Tecnologia para identificação
Apesar dessas mudanças, é possível usar a tecnologia para acessar informações veiculares. O aplicativo Sinesp Cidadão, disponibilizado pelo governo, permite consultar dados do veículo, como modelo, ano de fabricação e município de registro. Após efetuar o login, os usuários podem inserir a combinação da placa para acessar essas informações, tornando-se uma ferramenta crucial para a fiscalização e para aqueles que negociam veículos usados.

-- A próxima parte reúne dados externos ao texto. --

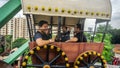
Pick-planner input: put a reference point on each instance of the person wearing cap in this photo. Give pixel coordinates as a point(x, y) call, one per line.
point(78, 35)
point(42, 37)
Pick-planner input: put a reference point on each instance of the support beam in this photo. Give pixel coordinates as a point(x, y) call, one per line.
point(10, 9)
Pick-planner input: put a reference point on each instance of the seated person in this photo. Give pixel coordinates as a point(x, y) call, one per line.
point(42, 35)
point(65, 35)
point(78, 36)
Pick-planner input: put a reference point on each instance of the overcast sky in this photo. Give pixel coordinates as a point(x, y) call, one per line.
point(115, 21)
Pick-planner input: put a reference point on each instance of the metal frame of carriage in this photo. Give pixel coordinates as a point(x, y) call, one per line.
point(65, 12)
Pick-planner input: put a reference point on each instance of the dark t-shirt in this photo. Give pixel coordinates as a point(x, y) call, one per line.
point(41, 35)
point(81, 37)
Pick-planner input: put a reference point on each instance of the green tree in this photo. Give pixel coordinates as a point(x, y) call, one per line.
point(18, 42)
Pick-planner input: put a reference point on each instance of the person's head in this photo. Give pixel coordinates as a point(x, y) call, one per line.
point(43, 26)
point(64, 28)
point(77, 28)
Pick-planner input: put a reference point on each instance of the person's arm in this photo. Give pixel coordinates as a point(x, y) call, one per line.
point(41, 42)
point(74, 39)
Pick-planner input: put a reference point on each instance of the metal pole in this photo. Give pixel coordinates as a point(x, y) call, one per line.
point(104, 33)
point(27, 17)
point(64, 19)
point(51, 23)
point(59, 30)
point(94, 31)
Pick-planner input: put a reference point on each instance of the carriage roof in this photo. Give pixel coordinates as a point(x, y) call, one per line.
point(71, 9)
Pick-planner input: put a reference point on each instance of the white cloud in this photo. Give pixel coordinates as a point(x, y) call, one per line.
point(2, 2)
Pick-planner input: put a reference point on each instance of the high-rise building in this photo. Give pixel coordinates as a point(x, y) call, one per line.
point(16, 27)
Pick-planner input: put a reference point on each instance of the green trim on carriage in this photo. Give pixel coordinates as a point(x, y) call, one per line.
point(12, 57)
point(11, 8)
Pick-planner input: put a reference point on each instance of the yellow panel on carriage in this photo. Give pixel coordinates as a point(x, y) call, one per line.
point(98, 9)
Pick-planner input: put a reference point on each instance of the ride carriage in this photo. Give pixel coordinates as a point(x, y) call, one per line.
point(68, 12)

Atualmente, o Projeto de Lei 3.214/2023, de autoria do senador Esperidião Amin, está em tramitação e propõe a reintrodução da identificação do município e do estado nas placas veiculares. O projeto, já aprovado pela Comissão de Assuntos Econômicos do Senado, segue para a Comissão de Constituição e Justiça. Esta mudança almeja melhorar a fiscalização e aumentar a segurança nas rodovias.
Por enquanto, a identificação da cidade de origem de um veículo permanece altamente dependente de tecnologias como o Sinesp Cidadão. As discussões sobre a modificação das placas para incluir informações de origem continuam, sem data definida para conclusão. O uso do aplicativo continuará sendo a principal forma de acessar esses dados até que novas diretrizes sejam firmadas. É fundamental que qualquer alteração no sistema de identificação leve em consideração tanto a segurança quanto a facilidade de acesso à informação para todos os condutores no Brasil.